けれど、私にとって夜は、最初から回復の場所ではありませんでした。

ただ、逃げ込むしかなかった時間。

誰とも話したくない。
何も考えたくない。
光が少しだけ弱くなり、音が減り、世界が遠ざかっていく。

昼間の速さについていけなくなったとき、夜は静かに開いています。

そこに理由はいらない。ただ、入れるだけでいい。

疲れ切った夜があります。

何も感じないほどに消耗して、考える力すら残っていない。

体は重く、思考は途切れ、ただ時間だけが過ぎていく。

回復とは程遠いような、空白。

でも、その空白は悪いものではありません。

何もできないという状態は、何も背負わなくていい時間でもある。

夜は、そういう場所を許してくれます。

そして、ときどき。

眠れない夜があります。

体は疲れているのに、思考だけが深く沈んでいく。

昼間には触れない問いが、静かに浮かび上がる。

それは答えではなく、感覚です。

少し苦しい。
少し遠い。
少し違う。

言葉にするほどでもない、微細な違和感。

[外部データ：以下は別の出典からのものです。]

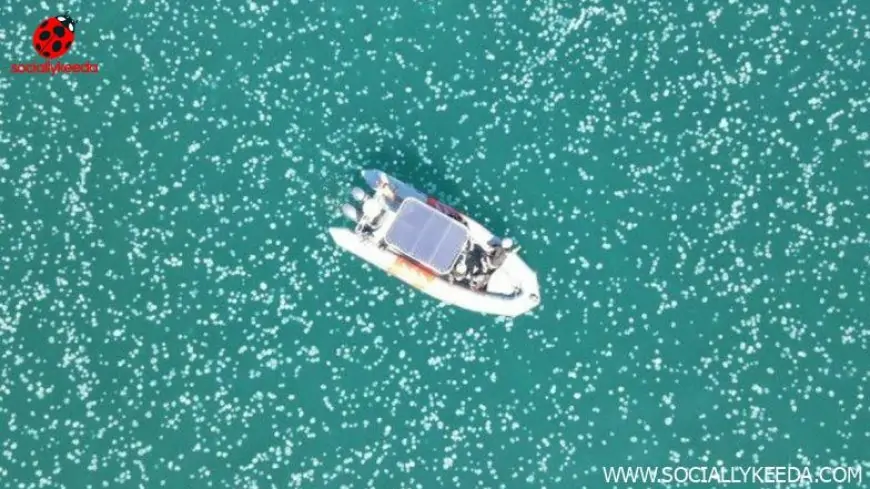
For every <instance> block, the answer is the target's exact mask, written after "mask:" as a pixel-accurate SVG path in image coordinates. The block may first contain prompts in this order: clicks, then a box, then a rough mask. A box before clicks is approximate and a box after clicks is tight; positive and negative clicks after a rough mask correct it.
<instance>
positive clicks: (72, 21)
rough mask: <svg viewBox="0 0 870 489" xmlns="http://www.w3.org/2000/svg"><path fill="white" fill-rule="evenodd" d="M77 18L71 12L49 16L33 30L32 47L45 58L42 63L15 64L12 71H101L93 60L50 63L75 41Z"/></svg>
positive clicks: (39, 71)
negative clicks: (35, 29)
mask: <svg viewBox="0 0 870 489" xmlns="http://www.w3.org/2000/svg"><path fill="white" fill-rule="evenodd" d="M76 24H77V22H76V20H75V19H73V18H72V17H71V16H70V14H69V12H66V13H63V14H61V15H56V16H54V17H49V18H47V19H45V20H43V21H42V22H40V24H39V26H37V27H36V30H35V31H33V49H35V50H36V53H37V54H38V55H39V56H40V57H42V58H43V59H44V60H45V61H44V62H42V63H13V64H12V73H28V74H39V73H42V74H52V75H55V74H57V73H99V72H100V67H99V66H98V65H97V64H96V63H91V62H90V61H88V62H86V63H61V62H59V61H58V62H55V63H54V64H52V63H51V60H56V59H58V58H60V57H61V56H63V55H65V54H67V53H69V51H70V48H72V45H73V43H74V42H75V40H76Z"/></svg>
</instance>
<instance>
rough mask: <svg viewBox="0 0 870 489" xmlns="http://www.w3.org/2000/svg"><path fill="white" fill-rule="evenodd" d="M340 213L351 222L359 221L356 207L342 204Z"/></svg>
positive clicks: (351, 205) (349, 205)
mask: <svg viewBox="0 0 870 489" xmlns="http://www.w3.org/2000/svg"><path fill="white" fill-rule="evenodd" d="M341 213H342V214H344V217H346V218H348V219H350V220H351V221H353V222H357V221H359V212H358V211H357V210H356V207H354V206H352V205H350V204H342V206H341Z"/></svg>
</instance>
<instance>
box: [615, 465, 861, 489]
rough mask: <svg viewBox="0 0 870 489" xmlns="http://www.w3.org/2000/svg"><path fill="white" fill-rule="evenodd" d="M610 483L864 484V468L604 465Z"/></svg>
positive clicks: (647, 483)
mask: <svg viewBox="0 0 870 489" xmlns="http://www.w3.org/2000/svg"><path fill="white" fill-rule="evenodd" d="M603 472H604V481H605V482H606V483H609V484H632V483H633V484H637V483H643V484H673V483H676V484H705V485H708V484H760V485H764V486H767V485H776V484H838V485H851V484H856V485H857V486H859V487H860V486H861V484H862V482H863V475H864V469H863V468H861V467H815V468H811V467H793V466H772V467H720V466H717V467H703V466H701V467H679V466H674V467H604V468H603Z"/></svg>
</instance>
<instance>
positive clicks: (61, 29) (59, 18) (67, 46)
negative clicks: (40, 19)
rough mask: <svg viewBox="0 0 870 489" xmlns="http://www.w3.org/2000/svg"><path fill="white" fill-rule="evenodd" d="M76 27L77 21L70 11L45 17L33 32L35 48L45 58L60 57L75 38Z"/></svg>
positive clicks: (53, 57)
mask: <svg viewBox="0 0 870 489" xmlns="http://www.w3.org/2000/svg"><path fill="white" fill-rule="evenodd" d="M75 27H76V21H75V20H73V18H72V17H70V16H69V13H64V14H63V15H58V16H56V17H49V18H48V19H45V20H44V21H42V23H41V24H39V27H37V28H36V30H35V31H34V32H33V49H36V52H37V53H38V54H39V55H40V56H42V57H43V58H46V59H55V58H60V57H61V56H63V55H64V54H66V53H67V52H68V51H69V48H70V47H71V46H72V43H73V41H74V40H75V37H76V32H75Z"/></svg>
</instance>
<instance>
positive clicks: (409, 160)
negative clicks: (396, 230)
mask: <svg viewBox="0 0 870 489" xmlns="http://www.w3.org/2000/svg"><path fill="white" fill-rule="evenodd" d="M360 163H361V167H360V169H365V168H372V169H378V170H381V171H384V172H386V173H389V174H390V175H392V176H394V177H396V178H398V179H399V180H401V181H403V182H405V183H407V184H409V185H413V186H414V187H416V188H417V189H418V190H420V191H422V192H423V193H426V194H428V195H431V196H433V197H435V198H437V199H438V200H440V201H442V202H444V203H445V204H447V205H450V206H452V207H455V208H456V209H458V210H459V211H460V212H462V213H464V214H468V215H469V216H470V217H471V218H472V219H474V220H476V221H478V222H480V223H481V224H483V225H484V226H486V227H487V229H489V230H490V231H492V232H493V233H494V234H496V235H500V234H501V233H504V232H505V231H506V230H507V226H508V223H507V219H506V218H505V216H504V214H502V213H499V212H498V211H499V209H498V208H496V207H494V206H493V205H491V204H488V203H487V202H486V201H485V200H484V199H483V196H482V195H479V194H475V193H474V191H473V190H472V189H471V188H466V189H465V193H466V194H467V195H464V194H463V192H462V186H461V185H460V184H459V183H458V182H456V181H455V180H454V179H451V178H450V177H449V175H450V171H449V169H448V168H447V165H446V164H445V163H444V160H443V159H442V158H434V159H432V158H427V157H425V156H424V155H422V154H421V153H420V152H419V151H417V150H416V149H414V148H413V147H410V146H407V145H403V144H400V143H392V144H381V145H380V147H378V148H376V149H373V150H371V151H369V152H363V154H362V161H361V162H360Z"/></svg>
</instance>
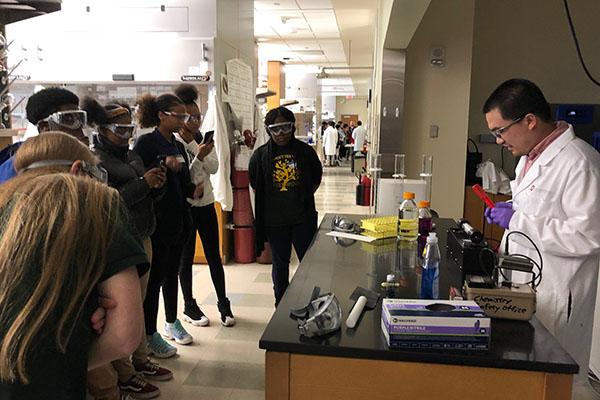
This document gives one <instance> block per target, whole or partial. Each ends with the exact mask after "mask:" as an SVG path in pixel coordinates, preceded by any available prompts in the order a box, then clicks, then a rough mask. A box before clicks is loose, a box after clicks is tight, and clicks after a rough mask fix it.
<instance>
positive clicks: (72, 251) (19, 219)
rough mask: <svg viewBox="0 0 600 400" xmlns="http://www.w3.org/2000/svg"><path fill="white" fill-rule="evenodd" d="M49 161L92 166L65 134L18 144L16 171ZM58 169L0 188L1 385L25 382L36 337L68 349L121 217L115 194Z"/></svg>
mask: <svg viewBox="0 0 600 400" xmlns="http://www.w3.org/2000/svg"><path fill="white" fill-rule="evenodd" d="M63 136H66V137H67V138H64V137H63ZM52 137H57V138H58V139H52ZM70 139H72V140H70ZM73 141H74V142H73ZM75 144H79V145H80V146H81V147H78V146H77V145H75ZM82 148H83V150H82ZM73 149H75V150H74V151H72V150H73ZM69 150H71V151H72V152H71V153H70V154H69ZM34 154H37V155H36V156H34ZM49 159H50V160H51V159H55V160H56V159H66V160H81V159H83V160H84V161H86V160H87V162H93V161H94V156H93V155H92V154H91V152H90V151H89V150H88V149H87V148H86V147H85V146H84V145H81V144H80V143H79V141H77V139H75V138H73V137H70V136H69V135H65V134H60V135H57V134H49V133H44V134H43V135H40V136H38V137H36V138H32V139H29V140H28V141H27V142H26V143H25V144H23V145H22V146H21V148H20V149H19V151H18V152H17V154H16V156H15V167H16V169H17V170H20V169H22V168H24V167H26V166H27V165H28V164H30V163H33V162H36V161H42V160H49ZM56 168H63V170H64V168H65V167H46V168H36V169H32V170H29V171H25V172H23V173H21V174H19V175H18V176H17V177H15V178H13V179H12V180H10V181H8V182H7V183H5V184H3V185H1V186H0V330H1V332H2V333H3V338H2V342H1V343H0V380H2V381H5V382H6V381H14V380H16V379H18V380H19V381H21V382H23V383H28V378H27V370H26V369H27V365H26V362H27V360H28V357H29V352H30V350H31V347H32V345H33V344H34V343H35V342H36V338H37V336H38V335H39V334H40V333H41V332H44V331H47V330H48V329H51V331H52V332H55V337H54V340H55V343H56V346H57V348H58V349H59V351H61V352H63V353H64V352H65V351H66V348H67V345H68V342H69V339H70V336H71V334H72V332H73V329H74V327H75V323H76V321H77V320H78V318H79V317H80V313H81V311H82V309H83V306H84V304H85V303H86V300H87V298H88V297H89V295H90V293H91V292H92V290H93V289H94V287H95V286H96V284H97V283H98V281H99V279H100V277H101V275H102V273H103V271H104V267H105V263H106V251H107V249H108V246H109V243H110V241H111V239H112V235H113V232H114V229H115V226H116V223H117V220H118V218H119V215H120V212H121V205H120V199H119V194H118V192H116V191H115V190H114V189H111V188H109V187H107V186H106V185H103V184H101V183H99V182H96V181H94V180H93V179H91V178H88V177H85V176H75V175H72V174H68V173H64V172H59V171H57V170H56ZM66 168H68V167H66Z"/></svg>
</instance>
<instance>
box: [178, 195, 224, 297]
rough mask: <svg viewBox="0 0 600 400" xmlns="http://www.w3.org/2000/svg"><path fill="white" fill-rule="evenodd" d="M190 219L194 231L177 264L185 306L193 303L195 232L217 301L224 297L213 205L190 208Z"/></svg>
mask: <svg viewBox="0 0 600 400" xmlns="http://www.w3.org/2000/svg"><path fill="white" fill-rule="evenodd" d="M191 210H192V218H193V220H194V227H195V229H194V230H192V231H191V232H190V235H189V236H188V239H187V241H186V245H185V247H184V249H183V254H182V255H181V263H180V264H179V282H180V284H181V291H182V292H183V299H184V300H185V302H186V304H187V303H191V302H192V301H194V296H193V295H192V264H193V263H194V251H195V250H196V230H197V231H198V234H199V235H200V240H202V247H203V248H204V256H205V257H206V261H207V262H208V267H209V268H210V277H211V278H212V281H213V285H214V287H215V292H217V299H219V300H223V299H224V298H225V297H226V295H225V271H223V263H222V262H221V255H220V253H219V223H218V221H217V213H216V212H215V206H214V203H211V204H209V205H207V206H204V207H191Z"/></svg>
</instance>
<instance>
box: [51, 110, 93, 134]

けれど、その違和感だけは嘘をつきません。

夜はそれを、隠さない。

逃げ場だったはずの場所で、
自分の真実に触れてしまうことがあります。

近づくことだけが優しさではない。

離れることもまた、優しさです。

人から。
場所から。
役割から。

少し距離を置いたとき、視界が広がることがあります。

それまで見えていなかったものが、静かに輪郭を持ち始める。

夜は、何かを与えてくれるわけではありません。

むしろ、少しずつ削っていきます。

余計な音。
余計な光。
余計な思考。

それが消えていくほど、呼吸が戻ってくる。

回復しようとしなくても、体が少しずつ緩んでいく。

回復は、努力の結果ではなく、静けさの副作用なのかもしれません。

夜は、逃げ場でいい。

答えを見つけなくてもいい。

ただ、静かになったとき、残るものがあります。

それは、新しく手に入れたものではなく、もともと知っていた感覚。

遠くへ行っていた自分が、ゆっくりと戻ってくる感覚。

そして気づけば、自分という場所に帰っている。

夜は、回復の場所ではないのかもしれない。

ただ、戻ることだけは、許してくれる。